Handoff — Finish KERN.1 cleanly (context switch + APIC + MB2 memory map)
Predecessor: docs/handoff/interactive-kernel-milestone.md — 15-commit session that landed ~85% of KERN.1.
Head: ce4111ed on trunk. Fixpoint stable at 2138 functions.
Goal of this chunk: close KERN.1 by shipping its three remaining pieces in any order:
- Context-switching scheduler — upgrade the dispatcher-in-a-loop to per-task stacks + saved RSP +
switch_toasm helper. - APIC + LAPIC timer — retire PIC + PIT, use modern IRQ delivery.
- Multiboot2 memory map consumption — walk the boot info struct, resize PMM to real RAM.
Why it’s a clean chunk: each piece is independent, well-scoped, and verifiable in isolation. Together they close KERN.1’s exit criteria and unblock KERN.3 (virtio-net + TCP/IP) which is the long pole for the curl https://mattkelly.io/ via unikernel goal.

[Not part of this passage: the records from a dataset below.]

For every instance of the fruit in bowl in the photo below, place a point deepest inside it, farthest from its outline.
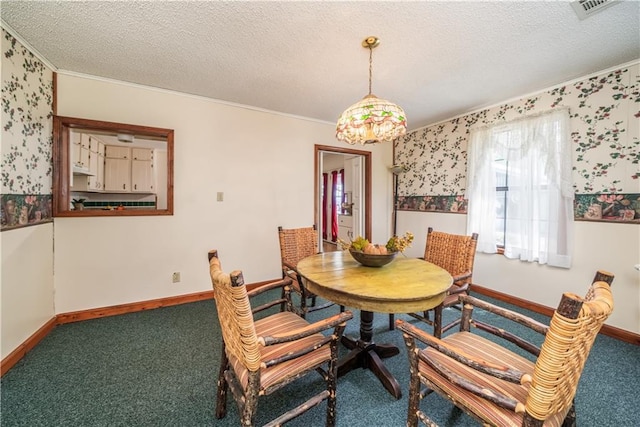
(375, 255)
(372, 260)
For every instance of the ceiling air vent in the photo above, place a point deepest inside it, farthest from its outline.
(586, 8)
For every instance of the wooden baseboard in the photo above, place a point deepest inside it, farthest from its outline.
(17, 354)
(611, 331)
(94, 313)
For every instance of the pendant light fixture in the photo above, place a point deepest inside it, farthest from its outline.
(372, 119)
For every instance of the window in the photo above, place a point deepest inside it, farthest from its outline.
(520, 190)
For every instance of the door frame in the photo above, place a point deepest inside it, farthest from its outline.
(318, 149)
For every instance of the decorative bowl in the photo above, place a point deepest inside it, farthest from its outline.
(371, 260)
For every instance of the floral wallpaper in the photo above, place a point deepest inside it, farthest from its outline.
(26, 148)
(605, 113)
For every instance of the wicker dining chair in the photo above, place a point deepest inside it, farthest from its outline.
(495, 385)
(295, 244)
(262, 355)
(456, 254)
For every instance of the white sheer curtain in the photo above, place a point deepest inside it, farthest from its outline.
(536, 153)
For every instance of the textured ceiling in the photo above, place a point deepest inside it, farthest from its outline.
(437, 59)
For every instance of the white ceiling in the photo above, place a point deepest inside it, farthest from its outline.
(437, 59)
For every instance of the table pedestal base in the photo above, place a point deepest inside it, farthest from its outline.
(368, 355)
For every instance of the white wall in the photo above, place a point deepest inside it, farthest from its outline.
(597, 246)
(26, 294)
(264, 164)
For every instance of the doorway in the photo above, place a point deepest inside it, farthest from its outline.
(357, 200)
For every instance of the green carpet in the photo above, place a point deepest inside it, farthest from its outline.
(159, 368)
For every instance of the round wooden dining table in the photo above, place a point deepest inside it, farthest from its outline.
(405, 285)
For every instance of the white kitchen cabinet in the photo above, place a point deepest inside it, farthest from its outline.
(117, 152)
(142, 174)
(95, 181)
(142, 179)
(117, 169)
(345, 228)
(117, 175)
(80, 152)
(88, 163)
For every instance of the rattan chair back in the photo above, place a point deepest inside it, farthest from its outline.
(234, 313)
(453, 252)
(297, 243)
(565, 351)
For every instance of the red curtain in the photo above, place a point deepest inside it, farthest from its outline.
(325, 181)
(334, 208)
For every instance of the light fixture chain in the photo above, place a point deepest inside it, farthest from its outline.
(370, 67)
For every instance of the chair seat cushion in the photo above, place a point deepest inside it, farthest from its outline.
(491, 352)
(281, 323)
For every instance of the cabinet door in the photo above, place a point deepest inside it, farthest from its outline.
(141, 154)
(142, 178)
(75, 154)
(117, 174)
(96, 167)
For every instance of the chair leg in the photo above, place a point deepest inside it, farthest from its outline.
(414, 383)
(247, 418)
(570, 419)
(437, 321)
(223, 386)
(332, 382)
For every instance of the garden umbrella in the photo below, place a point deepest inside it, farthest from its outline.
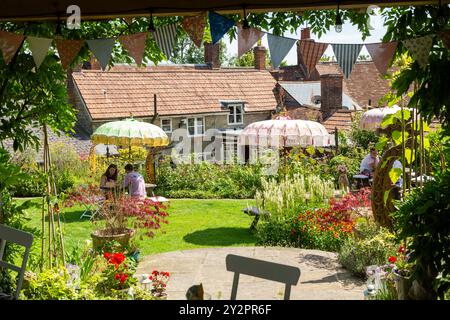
(285, 132)
(130, 132)
(371, 120)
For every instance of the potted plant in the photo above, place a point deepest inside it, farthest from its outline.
(119, 217)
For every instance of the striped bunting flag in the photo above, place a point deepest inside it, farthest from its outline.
(419, 49)
(135, 45)
(445, 36)
(279, 47)
(68, 50)
(9, 44)
(165, 38)
(219, 25)
(195, 28)
(102, 49)
(247, 38)
(346, 55)
(381, 54)
(39, 48)
(311, 52)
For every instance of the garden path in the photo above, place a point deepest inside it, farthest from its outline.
(322, 277)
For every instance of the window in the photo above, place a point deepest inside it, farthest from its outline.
(236, 114)
(195, 126)
(166, 125)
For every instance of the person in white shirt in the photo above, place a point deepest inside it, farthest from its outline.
(369, 163)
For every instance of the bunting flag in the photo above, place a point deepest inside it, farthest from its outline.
(39, 48)
(195, 28)
(382, 54)
(68, 50)
(247, 39)
(346, 55)
(135, 45)
(102, 49)
(219, 25)
(445, 36)
(165, 38)
(311, 52)
(9, 44)
(279, 47)
(419, 49)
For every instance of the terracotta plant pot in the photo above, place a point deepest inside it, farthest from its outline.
(101, 237)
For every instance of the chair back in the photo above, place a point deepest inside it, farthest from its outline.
(262, 269)
(24, 239)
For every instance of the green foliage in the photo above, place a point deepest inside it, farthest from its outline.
(207, 180)
(371, 245)
(361, 138)
(422, 220)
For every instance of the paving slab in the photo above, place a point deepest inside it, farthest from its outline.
(322, 277)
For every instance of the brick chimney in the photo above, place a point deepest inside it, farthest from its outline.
(260, 57)
(330, 93)
(212, 55)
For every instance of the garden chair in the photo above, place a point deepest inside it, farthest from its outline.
(25, 239)
(262, 269)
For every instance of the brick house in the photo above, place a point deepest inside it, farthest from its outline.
(196, 97)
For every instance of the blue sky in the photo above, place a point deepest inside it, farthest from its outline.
(349, 34)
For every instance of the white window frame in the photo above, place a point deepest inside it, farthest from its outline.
(171, 128)
(196, 133)
(234, 105)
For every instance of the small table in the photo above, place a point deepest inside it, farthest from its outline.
(254, 211)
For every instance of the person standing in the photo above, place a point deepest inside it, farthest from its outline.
(135, 182)
(369, 163)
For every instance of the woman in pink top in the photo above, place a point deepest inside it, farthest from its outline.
(135, 182)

Estimate: 2-3 quartz-days (~1 long session or 2 shorter ones).
Reproduce the current state
$ timeout 4 qemu-system-x86_64 -kernel tmp/baremetal/hello_x86.elf \
-serial stdio -display none -no-reboot
Hi
TRAP
PMM 5/5 (7/256 pgs)
VEC 4 sum=48
MAP 5 sum=1500
A ran 49, tick=50
B ran 50, tick=100
A ran 50, tick=150
B ran 50, tick=200
A ran 50, tick=250
sched done (rx=0)
Build via ./self-hosted/bin/quake baremetal:qemu_boot_x86_64.
Automated regression: the task asserts all six markers + “sched done”. Current sign-off is green.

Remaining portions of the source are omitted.